Reinforcement Learning is about how computer systems can learn to take actions in an environment to maximize their rewards.
The Markov Assumption assumes that in order to predict the future you’ll use ___________________.
The Markov Assumption assumes that in order to predict the future you’ll use only the present state’s information. Another way of putting this is that the system is “memory-less” or that the future states of some process are only dependent upon the present state and not any of the states that preceded that.
What is the difference between state and history?
A state is generally a function of history. There could be other information that an agent would like to ideally use, but we are just going to constrain ourselves to defining the state as the history or in other words, the observations seen so far, the actions its taken, and the rewards its been served.
What does POMDP stand for?
This stands for Partially Observable Markov Decision Process. This means that the Agent’s state is not the same as the world state and the agent constructs its own state using the history or beliefs of the world state, etc. (ex - poker)
What is a policy in Reinforcement Learning?
The policy is a function that maps an agent’s states to an action. In basic terms, it is how the agent makes decisions or chooses an action. This can either be deterministic or stochastic. It is represented by the Greek symbol pi.
How is a policy evaluated?
We can do this with the Value function, which is the expected discount sum of future rewards under a particular policy pi. It can be used to quantify the goodness or badness of states and actions and allows the agent to decide how to act by letting us compare policies.
What is a transition matrix for Markov Process?
A transition matrix is a square matrix where the rows are usually non-negative real numbers that sum to 1. This matrix is used to describe the transitions of a Markov Chain, where each corresponding element in the ith row and jth column describes the probability of moving from state i to state j in one time step.
What is a horizon in Reinforcement Learning?
The horizon refers to how many steps into the future from the present state does the agent consider for the rewards it could obtain. There can either be finite horizons or infinite horizons. For instance, if we had a horizon of 1, then we would consider only the next state’s reward into our calculation.

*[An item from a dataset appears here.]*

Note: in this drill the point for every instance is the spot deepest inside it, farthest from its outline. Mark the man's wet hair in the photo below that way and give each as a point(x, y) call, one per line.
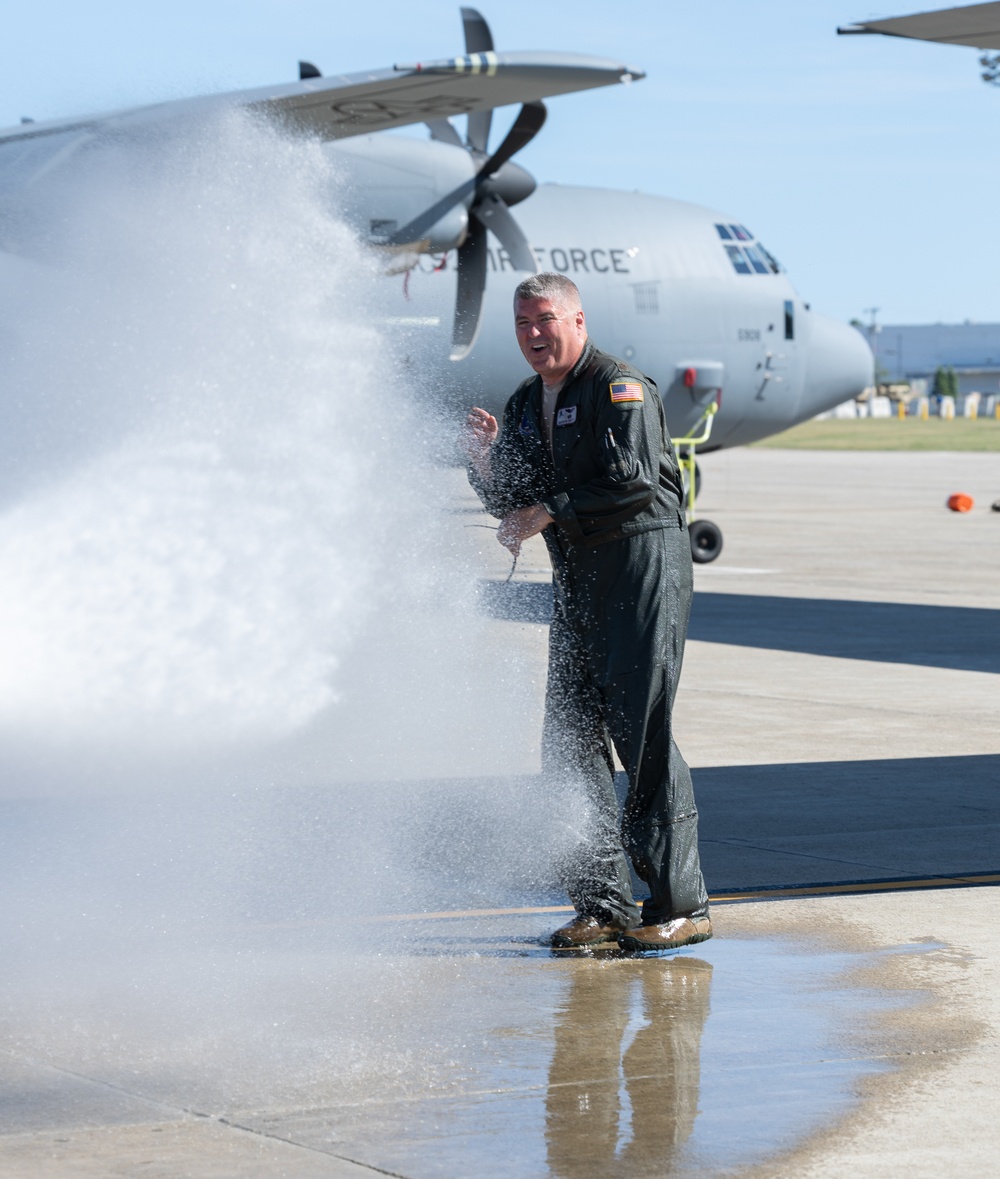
point(557, 288)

Value iteration is more important in the applied setting. Value iteration is a method of computing an optimal MDP policy and its value. Bellman equation is very important. Bellman equation provides a solution for ___________________.
Value iteration is more important in the applied setting. Value iteration is a method of computing an optimal MDP policy and its value. Bellman equation is very important. Bellman equation provides a solution for finding the unknown function V, or the value function, which describes the best possible value of the objective as a function of the state x. It thus allows us to express the value of a state-action pair in terms of its successors, in essence allowing us to break up a complex problem into a sequence of smaller problems.